Tienes que recordar a tu madre, Jacob, y honrarla. Nunca he amado a una mujer tanto como a ella desde el momento en que la conocí. Para mí era como una mujer judía. No fue ella quien se emperró con los curas y la Iglesia y tu crianza, fueron esos gangsters. Ella sabía la historia bíblica de Ruth. Ruth también era una shiksah[12], aunque perdóname esa palabra, no me gusta usarla. La gente la utiliza como un insulto, pero yo no la uso así con tu madre. Ruth dijo a Noemí, su suegra judía: «Donde tú vayas yo iré; dónde tú te alojes yo me alojaré; tu pueblo será mi pueblo y tu Dios será mi Dios». ¿Quién sabe?, tal vez yo no fuera lo bastante fuerte en mi Dios entonces. Ahora que ha pasado el tiempo y ya soy más viejo y todos van muriendo y estoy tan solo, voy con frecuencia a la sinagoga.

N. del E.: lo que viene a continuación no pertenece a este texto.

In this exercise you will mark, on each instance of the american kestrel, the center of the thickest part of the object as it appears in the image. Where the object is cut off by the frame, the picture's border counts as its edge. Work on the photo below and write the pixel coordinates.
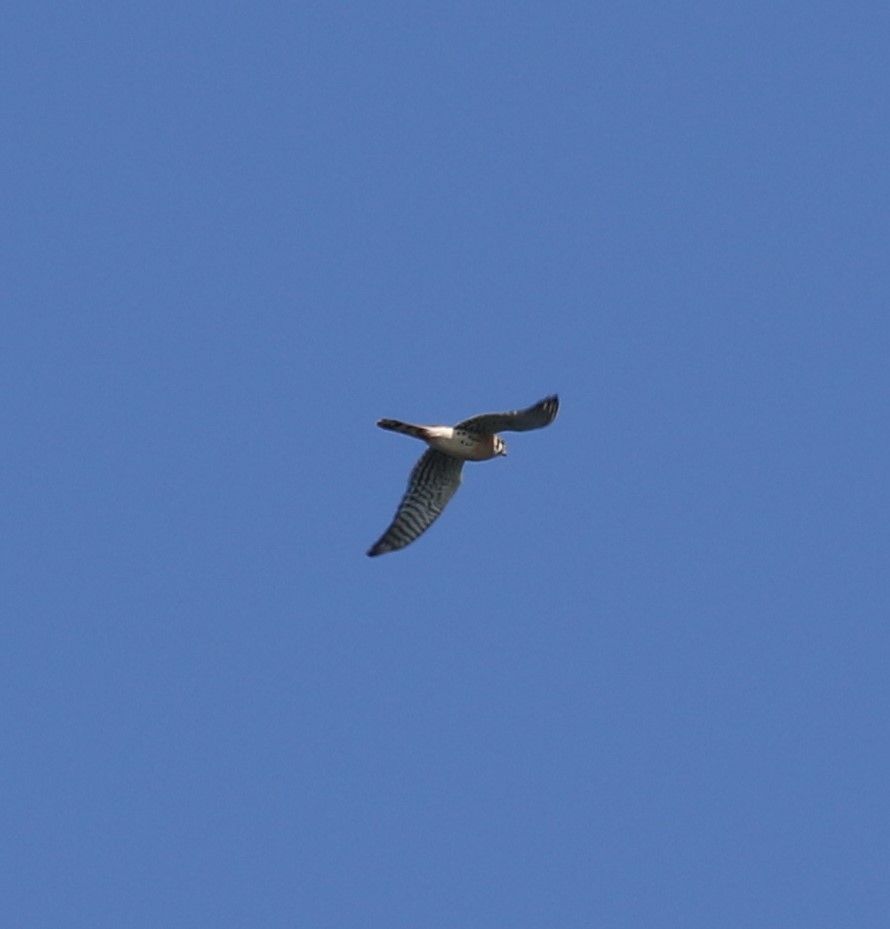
(436, 477)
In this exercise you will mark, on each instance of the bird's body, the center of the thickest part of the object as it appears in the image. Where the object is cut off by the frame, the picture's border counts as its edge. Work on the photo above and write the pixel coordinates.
(459, 443)
(437, 475)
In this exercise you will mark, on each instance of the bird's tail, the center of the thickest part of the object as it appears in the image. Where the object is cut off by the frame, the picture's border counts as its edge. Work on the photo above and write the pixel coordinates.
(395, 425)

Hace dos días fui a un funeral. Diamond. ¿Le recuerdas? El del delicatessen donde algunas veces te llevaba yo a comer. Murió. Fui al funeral porque pertenecemos a la misma sinagoga. Ahora asisto a todos los funerales. Sólo faltaré al mío (ja, ja). Ya no soy ningún mozo, Jacob, y quiero que no lo olvides. Estoy bien, sano, con la barriga tan lisa como cuándo tú te amagabas para pegarme cuando íbamos a la playa de Oak Park, y aparte de los dolores, molestias y achaques de perro viejo, estoy bien. Pero ya tengo sesenta y un años y quiero que lo recuerdes por si sucede algo. Hay tantas cosas que nunca te dije como debiera. Eres mi hijo, y quiero que sepas que te tengo mucho afecto. No sé por qué nunca echaste raíces y cogiste un empleo y te casaste y creaste una familia. Pero quién fue a hablar. Yo pasaba de los treinta cuando me casé con tu madre y ella era un poco mayor, así es que tal vez todavía hay esperanza para ti, ¿no, muchacho?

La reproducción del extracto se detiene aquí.